Figures 8-20 show each survey transect during the 13-hour survey. These will be placed in a movie format and embedded within a powerpoint after the draft report has been reviewed.

New channel region
Results from each transect loop are provided in both raw, binary form (RDI format) from WinRiver and processed in ASCII text with the magnitude and direction of near-bottom and near-surface flow every 50 m along the new channel transect (Figure 21). As seen in the other vector plots, examples of flow around the new channel is presented as near-surface (red vectors) and near-bottom (blue vector) flows plotted every 50 m along the transects with a 1 m/s scale arrow shown on the lower left of each plot.  Flow magnitudes are less than the inlet region but velocities of around 1 m/s (3.3 ft/s) were measured in the vicinity of the channels at the height of the ebb and decreased rapidly outside the channels, particularly along the western side of the ebb tidal delta (Figure 22).  This spatial difference in current magnitude is most pronounced during the ebb (see examples in Figures 25-26) and more uniform across the ebb tidal delta during the flood (Figures 28-30).  Flow patterns appear quite similar to those measured in 2002-2003 and currents measured across this region in 2000, prior to channel dredging, are also quite similar except for the region directly over the new channel (exemplified in Figures 35-37).  Strong flows are apparent in the new channel region during the early stages of the ebb (Figures 35-37) but flow does continue in the old shipping channel during the late stages of the ebb (Figure 24-26).  Also apparent in the later stages of the ebb is the vertical stratification wherein the bottom flow is directed shoreward (flooding) along the old channel while the near-surface flows remain seaward through the old channel (Figures 25-26).

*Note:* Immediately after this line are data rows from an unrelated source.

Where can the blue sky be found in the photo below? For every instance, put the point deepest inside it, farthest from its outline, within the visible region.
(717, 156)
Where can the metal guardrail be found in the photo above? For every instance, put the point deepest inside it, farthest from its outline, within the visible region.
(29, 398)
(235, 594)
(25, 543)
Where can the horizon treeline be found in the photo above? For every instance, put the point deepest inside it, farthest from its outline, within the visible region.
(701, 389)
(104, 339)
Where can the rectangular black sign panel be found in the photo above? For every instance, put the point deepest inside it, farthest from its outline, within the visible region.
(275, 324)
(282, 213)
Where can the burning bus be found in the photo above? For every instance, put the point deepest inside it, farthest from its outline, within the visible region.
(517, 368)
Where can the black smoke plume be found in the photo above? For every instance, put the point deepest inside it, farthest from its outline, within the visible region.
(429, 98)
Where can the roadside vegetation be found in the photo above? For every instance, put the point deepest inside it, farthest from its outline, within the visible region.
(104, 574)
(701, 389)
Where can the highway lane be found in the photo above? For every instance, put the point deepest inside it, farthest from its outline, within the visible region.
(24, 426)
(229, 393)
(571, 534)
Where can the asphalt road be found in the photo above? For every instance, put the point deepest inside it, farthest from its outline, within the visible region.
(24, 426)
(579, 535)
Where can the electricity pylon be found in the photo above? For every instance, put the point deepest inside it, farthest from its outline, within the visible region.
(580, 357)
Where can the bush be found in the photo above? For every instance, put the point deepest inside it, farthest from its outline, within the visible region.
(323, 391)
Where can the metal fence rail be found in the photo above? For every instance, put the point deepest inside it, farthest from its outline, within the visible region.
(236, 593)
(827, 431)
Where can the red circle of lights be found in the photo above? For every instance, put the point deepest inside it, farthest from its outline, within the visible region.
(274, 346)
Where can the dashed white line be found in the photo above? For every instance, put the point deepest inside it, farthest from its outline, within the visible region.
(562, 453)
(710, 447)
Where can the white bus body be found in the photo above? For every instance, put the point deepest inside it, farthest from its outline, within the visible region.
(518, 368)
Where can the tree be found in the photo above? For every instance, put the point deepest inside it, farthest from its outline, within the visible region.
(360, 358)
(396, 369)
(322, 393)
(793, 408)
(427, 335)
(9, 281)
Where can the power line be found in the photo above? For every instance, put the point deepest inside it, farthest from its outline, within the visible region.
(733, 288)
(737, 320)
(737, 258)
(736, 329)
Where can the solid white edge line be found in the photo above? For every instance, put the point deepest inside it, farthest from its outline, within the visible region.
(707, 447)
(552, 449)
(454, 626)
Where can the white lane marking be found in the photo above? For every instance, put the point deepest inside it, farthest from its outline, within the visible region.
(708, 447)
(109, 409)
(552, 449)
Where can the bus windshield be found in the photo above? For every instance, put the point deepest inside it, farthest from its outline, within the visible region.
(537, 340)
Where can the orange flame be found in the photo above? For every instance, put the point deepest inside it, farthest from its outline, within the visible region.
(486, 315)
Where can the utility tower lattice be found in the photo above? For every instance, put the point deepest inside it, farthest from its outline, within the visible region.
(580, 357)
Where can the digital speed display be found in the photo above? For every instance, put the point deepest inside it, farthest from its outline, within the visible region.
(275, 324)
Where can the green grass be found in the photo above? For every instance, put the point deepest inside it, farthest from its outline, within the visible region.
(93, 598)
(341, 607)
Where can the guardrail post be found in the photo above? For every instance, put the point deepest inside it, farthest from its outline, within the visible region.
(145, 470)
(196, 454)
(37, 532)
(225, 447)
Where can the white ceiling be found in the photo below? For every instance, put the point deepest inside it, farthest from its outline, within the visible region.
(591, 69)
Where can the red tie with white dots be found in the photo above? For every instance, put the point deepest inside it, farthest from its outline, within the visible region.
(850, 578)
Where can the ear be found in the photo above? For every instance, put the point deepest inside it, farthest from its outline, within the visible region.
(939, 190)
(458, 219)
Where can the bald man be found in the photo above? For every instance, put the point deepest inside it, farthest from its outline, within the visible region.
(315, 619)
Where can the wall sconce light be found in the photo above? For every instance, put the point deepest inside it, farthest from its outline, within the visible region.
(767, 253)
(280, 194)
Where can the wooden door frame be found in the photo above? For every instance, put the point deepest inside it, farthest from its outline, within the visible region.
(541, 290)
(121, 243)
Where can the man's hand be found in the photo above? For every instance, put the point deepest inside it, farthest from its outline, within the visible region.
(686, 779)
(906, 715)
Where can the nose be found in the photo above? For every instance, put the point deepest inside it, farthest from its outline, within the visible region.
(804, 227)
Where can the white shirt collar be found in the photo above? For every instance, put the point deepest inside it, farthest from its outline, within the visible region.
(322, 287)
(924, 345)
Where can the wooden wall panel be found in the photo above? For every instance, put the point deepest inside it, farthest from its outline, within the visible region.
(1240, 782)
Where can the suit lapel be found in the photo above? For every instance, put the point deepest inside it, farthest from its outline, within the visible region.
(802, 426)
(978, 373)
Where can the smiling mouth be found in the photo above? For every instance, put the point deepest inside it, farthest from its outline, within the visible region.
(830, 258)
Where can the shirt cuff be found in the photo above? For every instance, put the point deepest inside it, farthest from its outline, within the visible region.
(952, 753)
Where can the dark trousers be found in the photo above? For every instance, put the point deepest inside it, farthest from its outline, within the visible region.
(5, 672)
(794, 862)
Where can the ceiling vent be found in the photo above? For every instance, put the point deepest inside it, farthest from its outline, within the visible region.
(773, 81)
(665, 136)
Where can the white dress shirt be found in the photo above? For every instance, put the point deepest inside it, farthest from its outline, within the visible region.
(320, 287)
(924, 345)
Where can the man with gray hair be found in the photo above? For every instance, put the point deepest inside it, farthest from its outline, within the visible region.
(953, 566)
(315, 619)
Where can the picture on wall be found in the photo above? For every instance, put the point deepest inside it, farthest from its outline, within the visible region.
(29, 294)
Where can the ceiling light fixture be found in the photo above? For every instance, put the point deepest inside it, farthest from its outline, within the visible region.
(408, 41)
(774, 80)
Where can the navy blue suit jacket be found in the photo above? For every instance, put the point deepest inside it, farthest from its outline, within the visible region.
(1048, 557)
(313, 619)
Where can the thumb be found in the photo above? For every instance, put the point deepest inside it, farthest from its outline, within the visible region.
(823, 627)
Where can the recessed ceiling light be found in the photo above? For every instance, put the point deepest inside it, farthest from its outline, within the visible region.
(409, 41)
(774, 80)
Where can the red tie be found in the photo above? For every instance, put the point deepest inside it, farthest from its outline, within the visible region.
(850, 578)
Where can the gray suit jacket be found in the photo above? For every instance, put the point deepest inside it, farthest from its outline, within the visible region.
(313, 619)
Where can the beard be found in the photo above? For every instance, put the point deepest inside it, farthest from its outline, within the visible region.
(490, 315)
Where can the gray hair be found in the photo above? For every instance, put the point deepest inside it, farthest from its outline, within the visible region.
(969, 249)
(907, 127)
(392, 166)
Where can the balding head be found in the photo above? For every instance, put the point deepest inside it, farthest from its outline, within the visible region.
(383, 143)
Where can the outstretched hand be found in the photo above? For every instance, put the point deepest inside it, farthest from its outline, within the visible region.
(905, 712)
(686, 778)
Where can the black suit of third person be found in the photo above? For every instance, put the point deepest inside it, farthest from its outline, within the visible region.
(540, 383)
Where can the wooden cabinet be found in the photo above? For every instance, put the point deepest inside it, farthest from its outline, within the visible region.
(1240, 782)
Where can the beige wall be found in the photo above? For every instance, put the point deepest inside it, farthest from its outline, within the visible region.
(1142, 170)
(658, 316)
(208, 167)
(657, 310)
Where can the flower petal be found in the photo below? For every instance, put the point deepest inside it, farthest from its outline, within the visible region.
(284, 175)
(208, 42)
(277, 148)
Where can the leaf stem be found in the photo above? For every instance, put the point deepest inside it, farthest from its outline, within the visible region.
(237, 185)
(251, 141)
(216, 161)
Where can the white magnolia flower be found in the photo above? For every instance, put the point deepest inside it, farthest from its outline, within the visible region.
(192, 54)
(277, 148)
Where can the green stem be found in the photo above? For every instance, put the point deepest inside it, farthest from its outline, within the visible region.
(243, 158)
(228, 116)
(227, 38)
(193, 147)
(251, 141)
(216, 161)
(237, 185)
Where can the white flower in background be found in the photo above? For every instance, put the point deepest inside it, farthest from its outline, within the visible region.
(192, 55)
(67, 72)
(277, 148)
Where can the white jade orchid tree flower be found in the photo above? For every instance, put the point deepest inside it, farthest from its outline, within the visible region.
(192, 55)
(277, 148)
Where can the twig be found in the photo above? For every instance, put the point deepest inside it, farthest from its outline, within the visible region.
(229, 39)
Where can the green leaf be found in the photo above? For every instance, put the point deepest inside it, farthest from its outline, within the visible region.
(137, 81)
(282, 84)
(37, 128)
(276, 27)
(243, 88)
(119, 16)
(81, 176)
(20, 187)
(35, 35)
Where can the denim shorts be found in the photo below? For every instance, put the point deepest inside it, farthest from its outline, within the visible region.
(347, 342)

The similarities in velocities through time, especially along the ebb shoal flanking the channels, do not indicate substantial changes in the mean current regime and appear consistent with the minimal change seen in the bathymetry of the ebb tidal delta.  Figures 25-37 show each survey transect from the new channel region during the 13-hour survey. These will be placed in a movie format and embedded within a powerpoint after the draft report has been reviewed.